Broody hen sitting on eggs

Hatching time

When it is hatch time, do not interfere. You will be tempted, but restrain yourself. It usually hinders the process rather than helping it. I must say it is quite an experience to peer in at the mama hen and see her with her new babies — there is nothing like it! It’s important to clean the nest out, so when mama hen leaves the nest with her brood you can sneak in and retrieve the shell scraps and any eggs that did not hatch. I usually let mama and the chicks stay in privacy for about a week. Some people do not like the rest of the flock to mingle with the babies until they are around two months old or so, but I like to get them out young. This helps the older birds get used to them while the chicks still have mom to protect them.
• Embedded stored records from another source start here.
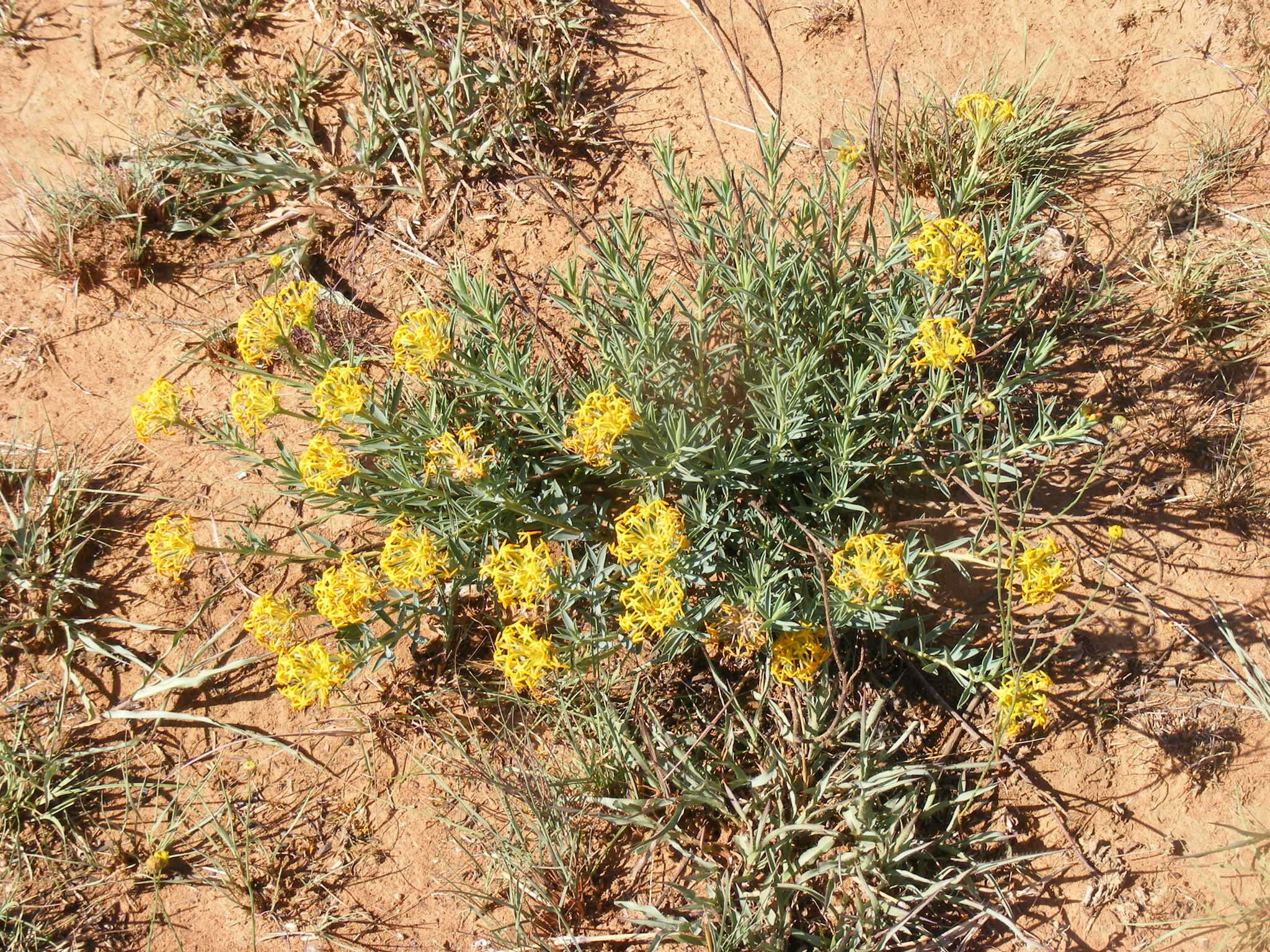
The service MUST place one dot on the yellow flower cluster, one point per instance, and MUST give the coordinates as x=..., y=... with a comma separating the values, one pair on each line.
x=735, y=632
x=172, y=545
x=272, y=622
x=525, y=658
x=156, y=409
x=459, y=455
x=600, y=420
x=252, y=403
x=324, y=464
x=653, y=601
x=156, y=863
x=985, y=111
x=1021, y=702
x=308, y=672
x=340, y=392
x=419, y=342
x=850, y=151
x=521, y=573
x=1039, y=573
x=869, y=566
x=263, y=325
x=412, y=560
x=798, y=655
x=346, y=591
x=945, y=248
x=941, y=345
x=649, y=532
Mother hens are very good about getting the chicks up the ramp and into the house every night. As each week goes by and you watch them grow, they begin to stray farther from mom. Then, after about eight or so weeks, she is done raising her brood and will return to laying eggs.

Common concerns

Here are some common worries poultry owners have. Usually during incubation you notice that mother hen, duck, or goose is not eating or drinking very much, if at all. This is normal — some get up every day to eat and some wait almost a week. It differs from bird to bird and species to species. Weather also has a lot to do with it. If it’s hot they usually get up more often for the eggs to breathe.

Another worry is what to do when they go broody in the winter. This doesn’t bother me too much, however I am in Kentucky and winters are not as cold and bitter as Minnesota. When I had a hen go broody in the winter, I put her in the corner of my uninsulated coop with plenty of bedding beneath her and between her box and the floor. Plus I stacked a few bales of straw around her for added insulation. It worked wonderfully.

Another thing to know is that the mother bird will not defecate much; usually it comes out in large, smelly globs when she gets up to eat. This is very normal for broody birds.

Because of her limited feeding and the energy it takes to brood the eggs she will lose some size to her. This is normal, but you’ll need to watch her. I have heard of it killing a hen if her eggs do not hatch and she keeps setting for a few months. This has never happened to me.

Broody birds are homestead workhorses. They are cost effective by providing new females for the flock as well as excess males for table use. They make incubating easier on you, because they do the work and you reap the benefits. The brooding behavior can vary from breed to breed and species to species, but with a little knowledge you can make the broody bird a working part of your homestead.